Caprice bohémien, Op. 12, also known as the "Capriccio on Gypsy Themes", is a symphonic poem for orchestra composed by Sergei Rachmaninoff from 1892 to 1894.

== History ==
Rachmaninoff began work on the piece in the summer of 1892, writing in August in a letter to his friend, the baritone Mikhail Slonov, that he would write the composition for piano four hands first, and orchestrate it at a later date. Rachmaninoff completed this orchestral version two years later, halfway through the September of 1894. Rachmaninoff dedicated the work to Pyotr Lodyzhensky, the husband of the gypsy Anna Alexandrovna Lodyzhenskaya, to whom he later dedicated his First Symphony. The piece was given its premiere in Moscow, on 22 November 1894, with Rachmaninoff himself conducting, as part of a tour with the violinist Teresina Tua.

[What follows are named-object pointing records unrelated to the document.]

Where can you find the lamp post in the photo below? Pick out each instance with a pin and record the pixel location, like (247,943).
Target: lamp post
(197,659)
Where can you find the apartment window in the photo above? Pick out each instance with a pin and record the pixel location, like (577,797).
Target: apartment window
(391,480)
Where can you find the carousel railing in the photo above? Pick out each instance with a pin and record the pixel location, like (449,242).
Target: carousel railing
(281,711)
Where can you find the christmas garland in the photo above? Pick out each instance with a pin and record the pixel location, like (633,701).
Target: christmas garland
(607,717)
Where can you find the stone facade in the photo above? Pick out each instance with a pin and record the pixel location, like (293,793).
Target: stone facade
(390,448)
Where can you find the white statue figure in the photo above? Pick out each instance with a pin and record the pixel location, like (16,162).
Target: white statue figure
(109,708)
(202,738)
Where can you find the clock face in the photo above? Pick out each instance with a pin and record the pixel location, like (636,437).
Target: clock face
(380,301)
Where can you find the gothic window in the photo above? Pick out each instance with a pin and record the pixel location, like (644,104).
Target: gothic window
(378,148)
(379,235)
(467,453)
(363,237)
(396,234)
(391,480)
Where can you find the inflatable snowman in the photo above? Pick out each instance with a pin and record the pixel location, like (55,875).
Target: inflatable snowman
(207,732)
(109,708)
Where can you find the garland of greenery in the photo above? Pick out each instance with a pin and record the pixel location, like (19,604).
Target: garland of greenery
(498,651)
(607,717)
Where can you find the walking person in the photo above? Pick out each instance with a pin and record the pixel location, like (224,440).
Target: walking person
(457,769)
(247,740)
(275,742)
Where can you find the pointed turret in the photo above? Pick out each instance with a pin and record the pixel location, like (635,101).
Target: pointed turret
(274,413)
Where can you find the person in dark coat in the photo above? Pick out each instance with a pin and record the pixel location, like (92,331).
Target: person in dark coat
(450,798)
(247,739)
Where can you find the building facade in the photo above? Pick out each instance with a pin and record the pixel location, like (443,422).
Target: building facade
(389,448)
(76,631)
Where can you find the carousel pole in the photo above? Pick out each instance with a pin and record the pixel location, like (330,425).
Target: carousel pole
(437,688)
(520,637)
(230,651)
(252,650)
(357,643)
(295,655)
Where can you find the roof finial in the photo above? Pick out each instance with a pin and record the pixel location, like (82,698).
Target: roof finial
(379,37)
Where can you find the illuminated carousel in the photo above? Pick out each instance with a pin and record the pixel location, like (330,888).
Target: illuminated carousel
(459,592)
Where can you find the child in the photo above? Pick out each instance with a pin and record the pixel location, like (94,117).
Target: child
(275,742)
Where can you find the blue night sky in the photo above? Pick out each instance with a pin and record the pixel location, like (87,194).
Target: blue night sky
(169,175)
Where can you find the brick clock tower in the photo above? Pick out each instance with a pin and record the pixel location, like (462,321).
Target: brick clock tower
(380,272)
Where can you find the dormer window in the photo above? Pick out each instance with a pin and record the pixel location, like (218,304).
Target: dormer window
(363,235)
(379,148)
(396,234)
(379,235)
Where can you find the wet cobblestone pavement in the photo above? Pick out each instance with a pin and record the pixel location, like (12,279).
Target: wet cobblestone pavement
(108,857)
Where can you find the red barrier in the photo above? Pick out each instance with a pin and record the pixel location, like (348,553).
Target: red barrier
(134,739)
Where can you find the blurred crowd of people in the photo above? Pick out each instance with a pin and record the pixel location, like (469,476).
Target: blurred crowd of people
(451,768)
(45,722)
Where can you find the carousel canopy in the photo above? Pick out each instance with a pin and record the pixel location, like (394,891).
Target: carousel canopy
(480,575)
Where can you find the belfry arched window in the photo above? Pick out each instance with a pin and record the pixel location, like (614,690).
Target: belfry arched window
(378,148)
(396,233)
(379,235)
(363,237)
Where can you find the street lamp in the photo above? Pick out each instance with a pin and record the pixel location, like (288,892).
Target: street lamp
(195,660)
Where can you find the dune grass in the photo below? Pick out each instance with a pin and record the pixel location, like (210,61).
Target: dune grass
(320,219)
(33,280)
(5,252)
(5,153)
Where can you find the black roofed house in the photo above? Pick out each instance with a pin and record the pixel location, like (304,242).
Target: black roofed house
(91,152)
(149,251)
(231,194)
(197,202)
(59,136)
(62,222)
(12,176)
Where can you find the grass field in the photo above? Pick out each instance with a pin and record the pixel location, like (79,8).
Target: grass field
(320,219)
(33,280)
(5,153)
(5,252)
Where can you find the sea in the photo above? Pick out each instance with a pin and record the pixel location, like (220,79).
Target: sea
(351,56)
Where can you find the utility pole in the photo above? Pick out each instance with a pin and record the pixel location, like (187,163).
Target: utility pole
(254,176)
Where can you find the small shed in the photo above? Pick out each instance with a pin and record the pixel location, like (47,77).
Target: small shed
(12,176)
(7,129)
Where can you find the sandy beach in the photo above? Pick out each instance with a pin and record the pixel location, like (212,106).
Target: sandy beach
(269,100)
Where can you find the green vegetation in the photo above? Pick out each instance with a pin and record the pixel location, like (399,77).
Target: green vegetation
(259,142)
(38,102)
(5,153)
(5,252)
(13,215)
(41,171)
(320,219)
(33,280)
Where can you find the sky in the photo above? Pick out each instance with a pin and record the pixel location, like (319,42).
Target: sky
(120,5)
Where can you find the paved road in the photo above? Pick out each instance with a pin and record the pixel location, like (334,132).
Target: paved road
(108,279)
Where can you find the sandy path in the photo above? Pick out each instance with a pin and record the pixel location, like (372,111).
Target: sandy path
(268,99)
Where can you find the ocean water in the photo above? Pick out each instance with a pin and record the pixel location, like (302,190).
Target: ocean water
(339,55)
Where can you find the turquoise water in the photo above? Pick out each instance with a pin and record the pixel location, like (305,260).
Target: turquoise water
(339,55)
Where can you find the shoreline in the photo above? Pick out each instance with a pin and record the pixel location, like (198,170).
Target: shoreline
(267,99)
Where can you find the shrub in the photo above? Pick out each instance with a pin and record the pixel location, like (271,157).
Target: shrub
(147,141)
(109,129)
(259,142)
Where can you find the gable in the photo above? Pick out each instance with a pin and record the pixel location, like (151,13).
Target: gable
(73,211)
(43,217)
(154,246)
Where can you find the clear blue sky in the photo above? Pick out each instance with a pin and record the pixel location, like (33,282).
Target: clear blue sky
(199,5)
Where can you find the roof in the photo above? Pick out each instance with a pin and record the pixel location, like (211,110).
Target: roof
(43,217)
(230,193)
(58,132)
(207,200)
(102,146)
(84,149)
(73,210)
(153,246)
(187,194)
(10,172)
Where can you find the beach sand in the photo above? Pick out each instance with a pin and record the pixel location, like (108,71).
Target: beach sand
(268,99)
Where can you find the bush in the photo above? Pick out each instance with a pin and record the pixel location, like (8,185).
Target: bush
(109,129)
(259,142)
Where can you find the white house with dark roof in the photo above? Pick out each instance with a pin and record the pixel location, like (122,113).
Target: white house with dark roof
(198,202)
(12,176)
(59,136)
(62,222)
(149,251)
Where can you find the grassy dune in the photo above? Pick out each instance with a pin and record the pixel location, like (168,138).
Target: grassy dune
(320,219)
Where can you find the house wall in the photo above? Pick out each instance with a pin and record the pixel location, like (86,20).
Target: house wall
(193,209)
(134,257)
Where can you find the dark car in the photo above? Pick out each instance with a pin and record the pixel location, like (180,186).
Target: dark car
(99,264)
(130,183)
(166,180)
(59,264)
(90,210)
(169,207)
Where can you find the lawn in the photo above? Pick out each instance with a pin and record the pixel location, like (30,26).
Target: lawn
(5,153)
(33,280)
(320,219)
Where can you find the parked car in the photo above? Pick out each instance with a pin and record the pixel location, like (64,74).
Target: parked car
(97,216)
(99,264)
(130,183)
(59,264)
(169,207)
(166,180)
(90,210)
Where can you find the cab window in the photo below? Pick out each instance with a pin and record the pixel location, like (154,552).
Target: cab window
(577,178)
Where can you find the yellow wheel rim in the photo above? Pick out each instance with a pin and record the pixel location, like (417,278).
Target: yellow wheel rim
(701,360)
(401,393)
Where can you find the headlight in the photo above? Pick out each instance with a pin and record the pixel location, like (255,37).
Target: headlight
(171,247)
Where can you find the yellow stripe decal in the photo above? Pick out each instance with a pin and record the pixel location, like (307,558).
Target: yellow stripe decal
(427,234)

Rachmaninoff later went on to form a strong dislike for the piece. In 1908, he called it one of three of his compositions which "frightened" him, and would like to make revisions to, along with his First Piano Concerto and First Symphony, though he didn't ever revise the capriccio. In 1930, he described it as the only one of his works which he would "prefer to disown".

== Structure ==
The work is in the keys of E minor and E major, and is split into three sections. The first section, marked Allegro vivace, opens to the beating of the timpani, with the music developing through slow and dramatic chords voiced by the low woodwinds and mirrored by the low brass. A short interlude in the high winds brings the piece to a vibrant outburst, led by the strings, in a motif echoed multiple times throughout the piece. The middle section of the piece, marked Lento lugubre, is slow and drawn-out, and features a pedal point on E minor. The work's concluding section, in contrast, has the orchestra rebuild to a loud and lively climax, and after a short and powerful respite in B minor, the composition ends in a blaring E major chord.

Rachmaninoff began writing the capriccio shortly after the completion of his opera Aleko, a work similarly centered around gypsy themes, and the piece contains several references to the opera.

The work has been compared to Rimsky-Korsakov's Capriccio espagnol and Tchaikovsky's Capriccio Italien.